Thanks to Peter for the posting.

I strongly disagree with most of their conclusions.

>Based on information provided in the media, attentive readers who have
>tracked the
annual reports since 2006 might infer that managed U.S. honey bee
populations are nearly gone.

I agree here as the media never seems to get it right but yearly losses
since 2006 have doubled or tripled in even some of the best outfits.

I do not know the answer but would be silly to not see what is happening.
My hive loss this fall is close to pre 2006 levels but not last year.

Many others are not seeing improvement.


>They might also believe that the collective is incurring billions of
>dollars in damages.

Again the above is correct mainly because of the wording *billions* instead
of the accurate millions.

>Our results suggest that there has been no
discernible impacts of CCD on either colony numbers or on the prices of
packaged bees and
queens.

Packages bees in the Midwest climbed from the $60's to the 90's over four
years since the die off.
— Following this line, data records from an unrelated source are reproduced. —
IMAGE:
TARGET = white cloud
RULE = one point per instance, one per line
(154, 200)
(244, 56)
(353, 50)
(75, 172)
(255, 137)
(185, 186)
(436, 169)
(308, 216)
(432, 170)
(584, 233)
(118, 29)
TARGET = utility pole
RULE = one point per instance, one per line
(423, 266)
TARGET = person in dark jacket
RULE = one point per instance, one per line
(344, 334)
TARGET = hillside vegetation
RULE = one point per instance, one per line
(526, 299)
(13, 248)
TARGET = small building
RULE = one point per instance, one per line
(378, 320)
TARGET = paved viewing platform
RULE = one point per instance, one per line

It has been almost impossible for Georgia to fill 
orders and
California postponed delivery for weeks.

The producers use the excuse weather but privately say the bees are not
acting as the bees did prior to 2006.

>. We estimate the
impacts on beekeeper costs to be modest, and possibly less than their
increased revenue due to
CCD-induced increases in pollination fees.
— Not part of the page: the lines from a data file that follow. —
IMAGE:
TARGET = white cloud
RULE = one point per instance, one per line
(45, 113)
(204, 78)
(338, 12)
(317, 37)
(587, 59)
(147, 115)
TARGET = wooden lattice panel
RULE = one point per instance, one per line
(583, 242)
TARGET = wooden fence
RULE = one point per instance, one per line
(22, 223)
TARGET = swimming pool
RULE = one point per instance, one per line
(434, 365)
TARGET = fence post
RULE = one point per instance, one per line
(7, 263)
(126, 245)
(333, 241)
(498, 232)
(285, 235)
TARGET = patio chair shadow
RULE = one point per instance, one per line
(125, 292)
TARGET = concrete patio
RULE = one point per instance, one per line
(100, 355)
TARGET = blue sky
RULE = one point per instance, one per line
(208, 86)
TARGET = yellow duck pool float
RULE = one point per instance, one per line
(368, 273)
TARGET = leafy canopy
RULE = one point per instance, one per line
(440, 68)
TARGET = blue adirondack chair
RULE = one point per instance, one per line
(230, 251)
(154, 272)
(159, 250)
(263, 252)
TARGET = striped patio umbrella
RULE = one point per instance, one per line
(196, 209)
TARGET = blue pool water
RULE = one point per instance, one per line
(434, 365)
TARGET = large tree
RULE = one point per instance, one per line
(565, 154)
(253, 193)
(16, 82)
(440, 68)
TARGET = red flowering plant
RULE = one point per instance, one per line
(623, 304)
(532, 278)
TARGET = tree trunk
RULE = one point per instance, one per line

Pollination prices are based on supply and demand. CCD is only a word to
describe a set of symptoms. Today if a hive dies many say "CCD killed my
bees"

the problem started in 2006 (2004 in Florida) and has not gone away.  Every
commercial beekeeper I have spoken with believes the bees have not rebounded
to pre 2006 levels yet.

There are times in beekeeping history when bees were hit hard.

80's tracheal mites.

90's varroa mites

2006 bee die off.

The bees like we we ran in the 70's will never return *in my opinion*.

If you want to see what our bees looked like before the above visit
Australia. No mites, no chemicals and no CCD.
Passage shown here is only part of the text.